Orhan Elibol, MD, of the Kocaeli University School of Medicine, Turkey, and colleagues compared EMLA cream (AstraZeneca) with local dry cold application for pain relief in 40 patients treated bilaterally with periocular Botox (botulinum toxin type A, Allergan) injections. Indications for the treatment included blepharospasm or reduction of wrinkle, according to the study.
Twelve patients received a cold application on one side before receiving the injection; the contralateral side served as a control. In 12 patients, EMLA cream was applied to one side and the fellow side served as the control. The remaining 16 patients had cold applied to one side and EMLA to the other, according to the study.
In the first group, investigators found that pain on the cold-treated side averaged 3 points vs. 5.83 points on the untreated side (P < .001).
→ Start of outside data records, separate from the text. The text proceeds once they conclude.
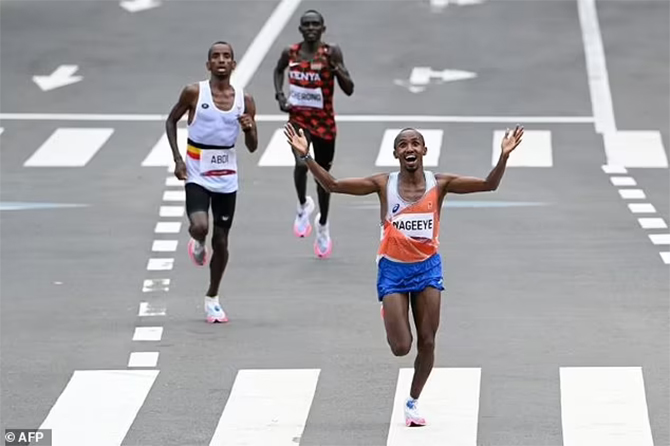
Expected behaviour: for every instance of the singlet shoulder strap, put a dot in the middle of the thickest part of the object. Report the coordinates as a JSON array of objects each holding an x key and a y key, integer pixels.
[{"x": 431, "y": 181}]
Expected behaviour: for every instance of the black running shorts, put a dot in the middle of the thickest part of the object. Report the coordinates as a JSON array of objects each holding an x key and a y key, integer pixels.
[{"x": 199, "y": 199}]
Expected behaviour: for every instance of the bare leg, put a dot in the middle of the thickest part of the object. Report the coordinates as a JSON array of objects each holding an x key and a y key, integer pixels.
[
  {"x": 219, "y": 259},
  {"x": 396, "y": 322},
  {"x": 199, "y": 226},
  {"x": 426, "y": 311}
]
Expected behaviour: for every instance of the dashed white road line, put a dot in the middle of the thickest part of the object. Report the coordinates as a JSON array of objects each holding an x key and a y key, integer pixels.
[
  {"x": 148, "y": 334},
  {"x": 649, "y": 223},
  {"x": 632, "y": 194},
  {"x": 167, "y": 227},
  {"x": 160, "y": 264},
  {"x": 164, "y": 245}
]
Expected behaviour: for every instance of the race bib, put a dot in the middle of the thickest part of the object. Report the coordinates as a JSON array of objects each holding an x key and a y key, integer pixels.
[
  {"x": 305, "y": 97},
  {"x": 415, "y": 225},
  {"x": 212, "y": 160}
]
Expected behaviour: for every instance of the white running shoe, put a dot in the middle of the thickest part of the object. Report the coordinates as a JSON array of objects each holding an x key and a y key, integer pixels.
[
  {"x": 213, "y": 310},
  {"x": 323, "y": 245},
  {"x": 412, "y": 417},
  {"x": 301, "y": 225}
]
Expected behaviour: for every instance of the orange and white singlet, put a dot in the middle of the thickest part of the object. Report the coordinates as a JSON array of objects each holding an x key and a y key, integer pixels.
[
  {"x": 211, "y": 158},
  {"x": 410, "y": 231}
]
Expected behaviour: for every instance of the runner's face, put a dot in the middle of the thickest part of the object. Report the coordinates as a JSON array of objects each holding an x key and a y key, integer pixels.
[
  {"x": 221, "y": 61},
  {"x": 409, "y": 150},
  {"x": 311, "y": 27}
]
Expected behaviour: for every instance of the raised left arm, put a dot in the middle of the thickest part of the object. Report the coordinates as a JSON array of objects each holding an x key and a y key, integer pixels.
[
  {"x": 248, "y": 123},
  {"x": 341, "y": 72},
  {"x": 459, "y": 184}
]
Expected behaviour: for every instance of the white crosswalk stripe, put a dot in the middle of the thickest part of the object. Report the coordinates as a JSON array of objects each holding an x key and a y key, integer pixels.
[
  {"x": 266, "y": 407},
  {"x": 604, "y": 405},
  {"x": 99, "y": 405},
  {"x": 450, "y": 404},
  {"x": 69, "y": 147},
  {"x": 598, "y": 405}
]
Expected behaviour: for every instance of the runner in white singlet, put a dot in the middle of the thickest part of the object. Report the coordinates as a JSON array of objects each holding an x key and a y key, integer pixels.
[
  {"x": 409, "y": 264},
  {"x": 216, "y": 112}
]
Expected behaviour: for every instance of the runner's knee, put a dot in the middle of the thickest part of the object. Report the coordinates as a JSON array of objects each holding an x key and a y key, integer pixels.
[
  {"x": 220, "y": 240},
  {"x": 400, "y": 346},
  {"x": 425, "y": 342},
  {"x": 198, "y": 230}
]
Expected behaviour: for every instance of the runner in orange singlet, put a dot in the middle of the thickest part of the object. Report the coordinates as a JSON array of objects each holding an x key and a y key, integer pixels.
[
  {"x": 409, "y": 264},
  {"x": 313, "y": 67}
]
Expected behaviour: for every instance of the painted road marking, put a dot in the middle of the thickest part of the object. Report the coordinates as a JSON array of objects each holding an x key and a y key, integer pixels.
[
  {"x": 614, "y": 169},
  {"x": 160, "y": 264},
  {"x": 433, "y": 142},
  {"x": 596, "y": 67},
  {"x": 143, "y": 359},
  {"x": 100, "y": 405},
  {"x": 151, "y": 285},
  {"x": 635, "y": 149},
  {"x": 632, "y": 194},
  {"x": 263, "y": 41},
  {"x": 164, "y": 245},
  {"x": 652, "y": 223},
  {"x": 623, "y": 181},
  {"x": 161, "y": 154},
  {"x": 266, "y": 407},
  {"x": 69, "y": 147},
  {"x": 171, "y": 211},
  {"x": 167, "y": 227},
  {"x": 149, "y": 309},
  {"x": 148, "y": 334},
  {"x": 604, "y": 405},
  {"x": 450, "y": 403},
  {"x": 534, "y": 151},
  {"x": 642, "y": 208},
  {"x": 282, "y": 118},
  {"x": 174, "y": 195},
  {"x": 660, "y": 239}
]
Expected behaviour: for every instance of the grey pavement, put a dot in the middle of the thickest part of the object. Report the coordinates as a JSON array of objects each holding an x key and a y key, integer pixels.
[{"x": 573, "y": 281}]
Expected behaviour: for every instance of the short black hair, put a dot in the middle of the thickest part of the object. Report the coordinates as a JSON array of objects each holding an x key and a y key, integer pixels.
[
  {"x": 220, "y": 42},
  {"x": 395, "y": 141},
  {"x": 313, "y": 11}
]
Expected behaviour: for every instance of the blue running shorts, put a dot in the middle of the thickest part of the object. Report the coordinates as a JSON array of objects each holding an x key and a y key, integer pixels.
[{"x": 395, "y": 277}]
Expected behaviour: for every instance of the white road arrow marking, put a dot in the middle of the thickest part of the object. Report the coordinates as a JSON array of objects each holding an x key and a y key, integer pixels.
[
  {"x": 439, "y": 5},
  {"x": 62, "y": 76},
  {"x": 139, "y": 5},
  {"x": 422, "y": 76}
]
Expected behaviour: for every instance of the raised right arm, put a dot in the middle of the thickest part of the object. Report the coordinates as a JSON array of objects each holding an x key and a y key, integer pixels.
[
  {"x": 187, "y": 99},
  {"x": 349, "y": 186},
  {"x": 282, "y": 63}
]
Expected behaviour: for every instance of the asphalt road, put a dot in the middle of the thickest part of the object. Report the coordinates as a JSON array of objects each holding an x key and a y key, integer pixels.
[{"x": 569, "y": 280}]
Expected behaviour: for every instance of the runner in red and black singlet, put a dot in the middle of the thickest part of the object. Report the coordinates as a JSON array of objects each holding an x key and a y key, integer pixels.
[{"x": 313, "y": 67}]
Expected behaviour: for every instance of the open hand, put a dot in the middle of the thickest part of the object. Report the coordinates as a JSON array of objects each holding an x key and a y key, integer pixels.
[
  {"x": 297, "y": 140},
  {"x": 511, "y": 141},
  {"x": 247, "y": 122}
]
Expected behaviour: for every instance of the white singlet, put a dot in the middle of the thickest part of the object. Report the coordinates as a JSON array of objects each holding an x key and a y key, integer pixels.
[{"x": 211, "y": 157}]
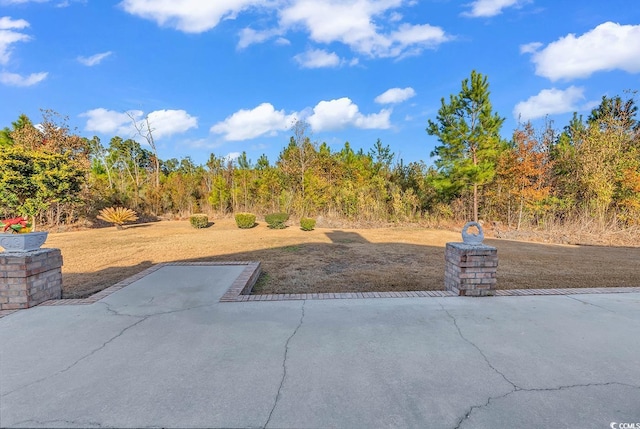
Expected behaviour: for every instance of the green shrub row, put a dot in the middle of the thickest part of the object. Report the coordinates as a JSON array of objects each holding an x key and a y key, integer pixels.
[
  {"x": 276, "y": 220},
  {"x": 248, "y": 220},
  {"x": 245, "y": 220},
  {"x": 307, "y": 224},
  {"x": 199, "y": 220}
]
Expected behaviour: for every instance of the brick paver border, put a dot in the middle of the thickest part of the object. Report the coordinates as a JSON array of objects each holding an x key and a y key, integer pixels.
[{"x": 241, "y": 288}]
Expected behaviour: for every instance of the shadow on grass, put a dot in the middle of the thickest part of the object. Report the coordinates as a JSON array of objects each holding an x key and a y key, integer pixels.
[{"x": 350, "y": 263}]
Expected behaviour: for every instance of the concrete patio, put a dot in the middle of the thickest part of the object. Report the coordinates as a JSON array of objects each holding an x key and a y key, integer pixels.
[{"x": 164, "y": 352}]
In the second group, pain averaged 3.25 points on the EMLA-treated side vs. 5.83 points on the untreated side (P < .001). In the third group, pain averaged 3.18 points on the EMLA-treated side and 3.12 points on the cold-treated side (P > .05), according to the study.
Nine of the 16 patients (56.2%) in the third group preferred EMLA over the cold therapy, the authors noted.
The study is published in the March/April issue of Ophthalmic Plastic and Reconstructive Surgery.